The owners of Nihiwatu founded the Sumba Foundation to help the islanders. Thanks to medical clinics and clean water, the resort has been credited for raising the life expectancy of more than 20,000 people living in nearby villages.  Malaria infection rates have been reduced by 85% in regions of West Sumba. The Sumba Foundation also opened a malaria training center in 2010, and they will graduate over 100 students this year, which will help diagnose hundreds of thousands of cases in the area.
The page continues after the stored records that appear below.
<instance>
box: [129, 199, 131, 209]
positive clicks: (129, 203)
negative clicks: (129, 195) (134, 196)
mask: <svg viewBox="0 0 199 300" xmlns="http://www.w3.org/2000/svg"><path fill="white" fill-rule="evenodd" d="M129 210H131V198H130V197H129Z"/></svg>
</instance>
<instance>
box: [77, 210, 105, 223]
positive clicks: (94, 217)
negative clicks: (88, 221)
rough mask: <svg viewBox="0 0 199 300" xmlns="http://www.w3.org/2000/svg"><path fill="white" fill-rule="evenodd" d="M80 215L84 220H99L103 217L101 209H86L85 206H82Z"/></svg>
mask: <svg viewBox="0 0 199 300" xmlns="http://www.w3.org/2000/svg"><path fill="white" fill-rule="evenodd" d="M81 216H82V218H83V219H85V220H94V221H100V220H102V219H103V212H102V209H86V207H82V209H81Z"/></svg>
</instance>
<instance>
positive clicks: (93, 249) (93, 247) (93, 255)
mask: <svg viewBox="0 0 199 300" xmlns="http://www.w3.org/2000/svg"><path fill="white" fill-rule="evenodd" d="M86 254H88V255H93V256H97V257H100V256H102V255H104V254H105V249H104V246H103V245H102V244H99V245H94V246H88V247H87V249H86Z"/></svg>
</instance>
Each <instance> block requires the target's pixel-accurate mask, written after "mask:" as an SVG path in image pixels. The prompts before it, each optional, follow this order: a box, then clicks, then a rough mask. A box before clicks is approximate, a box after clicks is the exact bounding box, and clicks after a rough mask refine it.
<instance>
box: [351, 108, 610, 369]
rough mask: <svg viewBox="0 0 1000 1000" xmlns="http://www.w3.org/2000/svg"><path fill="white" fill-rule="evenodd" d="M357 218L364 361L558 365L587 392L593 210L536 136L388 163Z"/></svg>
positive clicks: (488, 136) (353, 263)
A large part of funding for the Sumba Foundation comes from their guests. Including, actually, as the founder notes in a recent video, the children who visit. Children who visit sometimes start fundraisers at home, mail duffel bags of toothbrushes, and work with the community to install malaria nets. Many visitors to remote resort of Nihiwatu are touched by the Sumbanese, and make donations to the Sumba Foundation.

In the past few years, the locals have also begun farming. When the founders of Nihiwatu arrived twenty years ago, there were no farms, though the slash and burn method was used. Cassava, supplemented with corn and rice, is the primary diet of the Sumbanese. Cassava is a low-protein starch with roots that contain poisonous compounds. This results in chronic protein deficiencies and malnutrition. The Sumba Foundation is seeking donations for water pumps and tractors to help the islanders learn to farm and improve their diet. Nihiwatu, meanwhile, raises poultry and vegetables and passes along farming knowledge to locals.

Recently, Nihiwatu received the Virgin Holidays Responsible Tourism Awards for helping the local population and undertaking conservation projects. Nihiwatu is powered by bio-fuel and built from sustainable resources. The resort has planted over 64,000 trees for their carbon offset program. Everything is recycled, making Nihiwatu is an eco-friendly destination, through and through.

Meanwhile, the Sumbanese carry on the traditions of their ancestors. Their main goal is to maintain a healthy relationship with the Marapu, or ancestral spirits. Providing ancestors with food and wealth in the afterlife means prosperity for the living. Up until recently, when a nobleman died, hundreds of water buffalo, horses, dogs and pigs were slaughtered. In the old days, many families would bankrupt themselves to put on a show. Today, though, the government limits the slaughtering to five animals (though the rule is not always obeyed). Even with the influx of education, healthcare, and tourists, tradition reigns in Sumba.